6. Common Questions Email
Think of Common Questions Emails as an FAQ of sorts. You want to answer any questions that your customers might ask about your product or company. These types of emails are great for a product launch because:
- They provide social clout: By sending out a Common Questions Email, it gives off the impression that you have plenty of customers asking you questions. It could encourage customers who might otherwise be hesitant about buying your product by leading them to believe you do a lot of business, even if you don’t.
- They answer questions: Customers don’t like being kept in the dark. By answering their questions, you build trust and a relationship with your customers.
- They free up your time and resources: How many emails do you get asking the same question, over and over again? By answering your customer’s questions right off the bat, you can free up your customer service team’s time for other tasks.
Take a look at the example below. Mark Shreeve, from the No Pants Project, recently launched a new course on his website and sent out a mass Q&A email to answer frequently asked questions about the course. In his Q&A he answers commonly asked questions, but he also does three other important things:
- He includes links for customers who are interested.
- He answers each question thoroughly.
- He’s charming and answers each question with personality.
7. Closing Email
Congratulations, you’ve made it to the end of your product launch campaign! The Closing Email is used as a tool to remind your customers that your product is still out there and that if there are any discounts or limited time offers, they’re coming to an end.
Udemy offers a great example of a Closing Email.
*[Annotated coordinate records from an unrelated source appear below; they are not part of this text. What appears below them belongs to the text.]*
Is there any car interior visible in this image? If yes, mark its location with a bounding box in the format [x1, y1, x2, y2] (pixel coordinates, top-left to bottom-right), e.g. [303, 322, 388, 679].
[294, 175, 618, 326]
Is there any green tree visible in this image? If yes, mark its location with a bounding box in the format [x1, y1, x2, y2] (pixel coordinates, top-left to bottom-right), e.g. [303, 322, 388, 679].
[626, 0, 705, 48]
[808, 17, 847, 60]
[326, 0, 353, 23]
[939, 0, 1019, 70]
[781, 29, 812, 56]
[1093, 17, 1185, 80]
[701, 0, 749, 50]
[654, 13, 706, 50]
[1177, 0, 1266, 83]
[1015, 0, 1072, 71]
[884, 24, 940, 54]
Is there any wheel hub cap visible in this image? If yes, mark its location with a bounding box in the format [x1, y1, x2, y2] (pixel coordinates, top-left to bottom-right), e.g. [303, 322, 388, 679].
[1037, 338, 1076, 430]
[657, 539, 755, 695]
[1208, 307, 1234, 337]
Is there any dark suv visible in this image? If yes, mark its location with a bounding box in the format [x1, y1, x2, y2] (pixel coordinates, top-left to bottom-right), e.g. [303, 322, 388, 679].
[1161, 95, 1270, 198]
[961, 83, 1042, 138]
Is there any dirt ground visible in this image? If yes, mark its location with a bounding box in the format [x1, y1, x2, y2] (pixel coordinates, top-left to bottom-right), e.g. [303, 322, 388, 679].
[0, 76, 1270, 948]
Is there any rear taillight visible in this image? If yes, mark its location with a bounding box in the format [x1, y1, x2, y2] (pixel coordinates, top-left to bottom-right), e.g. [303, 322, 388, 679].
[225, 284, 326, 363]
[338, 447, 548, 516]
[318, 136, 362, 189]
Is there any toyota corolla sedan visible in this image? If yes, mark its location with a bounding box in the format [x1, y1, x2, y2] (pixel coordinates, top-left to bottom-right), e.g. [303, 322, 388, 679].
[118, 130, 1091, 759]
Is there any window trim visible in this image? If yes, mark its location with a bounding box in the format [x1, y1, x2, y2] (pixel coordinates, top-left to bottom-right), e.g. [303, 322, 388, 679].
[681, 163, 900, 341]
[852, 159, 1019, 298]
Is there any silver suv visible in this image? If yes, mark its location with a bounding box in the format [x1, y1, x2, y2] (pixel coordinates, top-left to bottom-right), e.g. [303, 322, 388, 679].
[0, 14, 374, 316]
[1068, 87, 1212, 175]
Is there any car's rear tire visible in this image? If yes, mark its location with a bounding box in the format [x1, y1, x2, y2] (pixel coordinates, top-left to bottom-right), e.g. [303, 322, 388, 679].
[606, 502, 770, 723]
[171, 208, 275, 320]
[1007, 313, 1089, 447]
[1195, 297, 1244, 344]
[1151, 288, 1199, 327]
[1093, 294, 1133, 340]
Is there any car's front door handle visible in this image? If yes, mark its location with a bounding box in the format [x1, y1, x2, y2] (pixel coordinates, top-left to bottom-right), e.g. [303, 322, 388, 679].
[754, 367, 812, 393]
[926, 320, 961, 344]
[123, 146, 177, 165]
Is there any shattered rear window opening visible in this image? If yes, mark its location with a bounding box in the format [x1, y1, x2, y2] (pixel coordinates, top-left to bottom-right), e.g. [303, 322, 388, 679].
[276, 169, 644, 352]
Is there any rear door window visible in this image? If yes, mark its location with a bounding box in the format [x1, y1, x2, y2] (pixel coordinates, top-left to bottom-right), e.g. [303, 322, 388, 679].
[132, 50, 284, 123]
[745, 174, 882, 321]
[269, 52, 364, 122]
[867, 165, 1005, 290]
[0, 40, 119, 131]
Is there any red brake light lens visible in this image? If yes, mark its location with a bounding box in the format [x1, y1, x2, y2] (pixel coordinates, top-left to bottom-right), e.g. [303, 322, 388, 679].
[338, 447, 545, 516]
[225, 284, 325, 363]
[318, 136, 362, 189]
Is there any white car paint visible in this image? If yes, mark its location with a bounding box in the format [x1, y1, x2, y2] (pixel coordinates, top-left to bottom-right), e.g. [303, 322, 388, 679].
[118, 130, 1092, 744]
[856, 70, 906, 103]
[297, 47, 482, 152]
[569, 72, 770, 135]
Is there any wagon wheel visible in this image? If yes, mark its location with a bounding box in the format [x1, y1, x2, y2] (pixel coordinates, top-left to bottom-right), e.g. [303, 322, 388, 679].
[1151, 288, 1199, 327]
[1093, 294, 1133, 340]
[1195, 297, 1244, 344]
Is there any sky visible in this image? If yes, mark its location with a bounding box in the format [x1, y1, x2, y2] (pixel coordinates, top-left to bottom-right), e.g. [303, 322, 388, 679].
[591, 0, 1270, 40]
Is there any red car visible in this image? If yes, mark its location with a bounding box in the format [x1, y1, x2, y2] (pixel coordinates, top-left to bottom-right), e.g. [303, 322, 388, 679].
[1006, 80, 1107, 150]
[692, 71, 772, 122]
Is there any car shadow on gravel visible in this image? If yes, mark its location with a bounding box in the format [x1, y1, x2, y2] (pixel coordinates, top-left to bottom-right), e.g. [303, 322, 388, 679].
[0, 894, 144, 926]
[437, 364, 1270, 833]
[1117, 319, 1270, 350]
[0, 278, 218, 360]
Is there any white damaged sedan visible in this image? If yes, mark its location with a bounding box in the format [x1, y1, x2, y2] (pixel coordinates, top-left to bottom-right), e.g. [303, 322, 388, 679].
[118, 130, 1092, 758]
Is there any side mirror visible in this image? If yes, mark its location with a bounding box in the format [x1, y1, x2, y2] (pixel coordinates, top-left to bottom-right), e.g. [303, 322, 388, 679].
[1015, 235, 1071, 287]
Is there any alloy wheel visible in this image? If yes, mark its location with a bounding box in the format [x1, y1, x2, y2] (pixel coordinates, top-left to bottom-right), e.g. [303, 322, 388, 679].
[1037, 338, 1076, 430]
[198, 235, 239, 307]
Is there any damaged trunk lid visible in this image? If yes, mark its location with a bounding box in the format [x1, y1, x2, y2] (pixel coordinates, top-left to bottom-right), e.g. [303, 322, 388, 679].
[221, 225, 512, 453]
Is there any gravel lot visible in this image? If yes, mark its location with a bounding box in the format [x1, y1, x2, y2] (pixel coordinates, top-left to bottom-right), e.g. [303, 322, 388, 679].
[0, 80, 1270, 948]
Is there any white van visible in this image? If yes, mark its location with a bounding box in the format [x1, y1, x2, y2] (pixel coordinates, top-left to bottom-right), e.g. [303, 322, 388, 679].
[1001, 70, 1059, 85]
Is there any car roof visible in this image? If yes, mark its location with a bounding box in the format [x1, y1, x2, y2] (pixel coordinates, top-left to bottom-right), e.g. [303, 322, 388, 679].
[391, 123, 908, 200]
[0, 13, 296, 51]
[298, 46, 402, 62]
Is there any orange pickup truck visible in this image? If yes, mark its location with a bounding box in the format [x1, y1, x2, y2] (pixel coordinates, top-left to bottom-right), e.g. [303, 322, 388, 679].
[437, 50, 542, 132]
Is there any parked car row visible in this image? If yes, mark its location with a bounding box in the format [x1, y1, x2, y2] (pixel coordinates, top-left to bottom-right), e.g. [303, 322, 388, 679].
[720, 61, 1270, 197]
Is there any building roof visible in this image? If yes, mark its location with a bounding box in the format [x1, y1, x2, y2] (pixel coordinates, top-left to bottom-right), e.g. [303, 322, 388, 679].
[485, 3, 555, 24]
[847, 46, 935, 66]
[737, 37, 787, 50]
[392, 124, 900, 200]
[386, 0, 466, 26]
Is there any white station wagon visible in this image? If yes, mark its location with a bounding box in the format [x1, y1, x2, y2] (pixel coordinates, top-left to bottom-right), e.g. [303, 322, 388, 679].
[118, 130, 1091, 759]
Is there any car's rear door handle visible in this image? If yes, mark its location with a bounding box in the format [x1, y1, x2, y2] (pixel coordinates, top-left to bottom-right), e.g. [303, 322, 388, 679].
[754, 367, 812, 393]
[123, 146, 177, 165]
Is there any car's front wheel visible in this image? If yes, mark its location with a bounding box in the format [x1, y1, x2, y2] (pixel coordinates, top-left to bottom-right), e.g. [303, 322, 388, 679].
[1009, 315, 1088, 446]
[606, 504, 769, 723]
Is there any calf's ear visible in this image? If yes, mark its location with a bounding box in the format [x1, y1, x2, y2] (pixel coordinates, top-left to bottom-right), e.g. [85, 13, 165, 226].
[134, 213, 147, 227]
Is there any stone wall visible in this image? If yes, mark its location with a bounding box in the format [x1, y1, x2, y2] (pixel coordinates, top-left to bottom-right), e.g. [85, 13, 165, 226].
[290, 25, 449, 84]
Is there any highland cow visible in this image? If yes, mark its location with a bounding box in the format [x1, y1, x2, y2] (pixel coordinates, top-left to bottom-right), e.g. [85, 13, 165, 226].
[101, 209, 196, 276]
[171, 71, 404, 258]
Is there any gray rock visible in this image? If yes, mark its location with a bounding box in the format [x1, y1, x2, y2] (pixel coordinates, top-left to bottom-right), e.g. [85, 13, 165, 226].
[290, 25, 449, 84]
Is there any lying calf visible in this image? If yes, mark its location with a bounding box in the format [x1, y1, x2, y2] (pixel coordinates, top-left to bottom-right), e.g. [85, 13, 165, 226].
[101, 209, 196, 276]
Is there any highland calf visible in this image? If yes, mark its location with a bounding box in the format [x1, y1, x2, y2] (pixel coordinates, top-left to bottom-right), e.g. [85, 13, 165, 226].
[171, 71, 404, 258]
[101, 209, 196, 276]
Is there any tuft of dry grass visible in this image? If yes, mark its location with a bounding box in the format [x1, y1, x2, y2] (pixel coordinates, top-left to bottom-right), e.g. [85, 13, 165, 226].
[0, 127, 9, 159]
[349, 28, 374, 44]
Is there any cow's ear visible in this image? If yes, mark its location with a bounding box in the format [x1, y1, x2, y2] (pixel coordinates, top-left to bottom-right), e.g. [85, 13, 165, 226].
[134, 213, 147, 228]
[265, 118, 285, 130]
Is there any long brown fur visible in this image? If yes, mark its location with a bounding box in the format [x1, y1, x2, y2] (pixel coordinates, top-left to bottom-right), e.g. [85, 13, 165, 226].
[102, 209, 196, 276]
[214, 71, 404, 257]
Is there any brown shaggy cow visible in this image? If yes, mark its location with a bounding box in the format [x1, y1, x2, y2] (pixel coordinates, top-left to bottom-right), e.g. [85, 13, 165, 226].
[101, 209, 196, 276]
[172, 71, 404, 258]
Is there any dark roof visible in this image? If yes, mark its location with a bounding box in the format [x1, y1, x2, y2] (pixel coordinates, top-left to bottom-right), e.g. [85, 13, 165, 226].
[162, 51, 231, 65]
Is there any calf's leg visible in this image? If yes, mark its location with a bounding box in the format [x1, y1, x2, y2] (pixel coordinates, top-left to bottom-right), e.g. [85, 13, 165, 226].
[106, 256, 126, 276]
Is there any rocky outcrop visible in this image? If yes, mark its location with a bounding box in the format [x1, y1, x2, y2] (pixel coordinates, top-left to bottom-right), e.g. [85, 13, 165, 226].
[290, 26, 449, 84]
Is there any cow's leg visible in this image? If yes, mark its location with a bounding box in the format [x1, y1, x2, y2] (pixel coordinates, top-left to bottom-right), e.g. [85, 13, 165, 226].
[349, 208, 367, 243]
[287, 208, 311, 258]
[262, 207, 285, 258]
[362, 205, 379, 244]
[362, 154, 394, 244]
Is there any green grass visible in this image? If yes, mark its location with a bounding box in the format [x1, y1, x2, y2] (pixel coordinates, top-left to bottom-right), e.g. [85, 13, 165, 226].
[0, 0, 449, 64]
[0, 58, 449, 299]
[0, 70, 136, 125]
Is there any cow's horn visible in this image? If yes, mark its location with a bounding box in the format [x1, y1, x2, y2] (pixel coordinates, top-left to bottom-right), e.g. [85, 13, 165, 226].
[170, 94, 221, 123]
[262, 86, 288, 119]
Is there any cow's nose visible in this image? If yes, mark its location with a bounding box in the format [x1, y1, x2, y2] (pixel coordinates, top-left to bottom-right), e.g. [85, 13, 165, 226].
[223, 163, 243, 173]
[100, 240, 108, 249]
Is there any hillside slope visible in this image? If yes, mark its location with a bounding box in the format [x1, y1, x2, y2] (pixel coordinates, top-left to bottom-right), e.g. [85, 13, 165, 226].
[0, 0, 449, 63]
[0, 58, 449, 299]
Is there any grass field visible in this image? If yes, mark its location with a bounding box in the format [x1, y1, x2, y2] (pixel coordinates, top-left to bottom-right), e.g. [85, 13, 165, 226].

They provide a timer counting down the time until their sale ends, so customers feel motivated to buy. They also include a motivating picture, noticeable call to action button, and a reminder of their original sale.
A Successful Product Launch is a Process
Keep in mind when planning out your product launch that every step is as important as the next.
With every email you create, remember that it can either help or harm you, so design your email line accordingly. However, if you follow our 7 steps and draw inspiration from our handpicked examples, you’ll be well on your way to a successful product launch!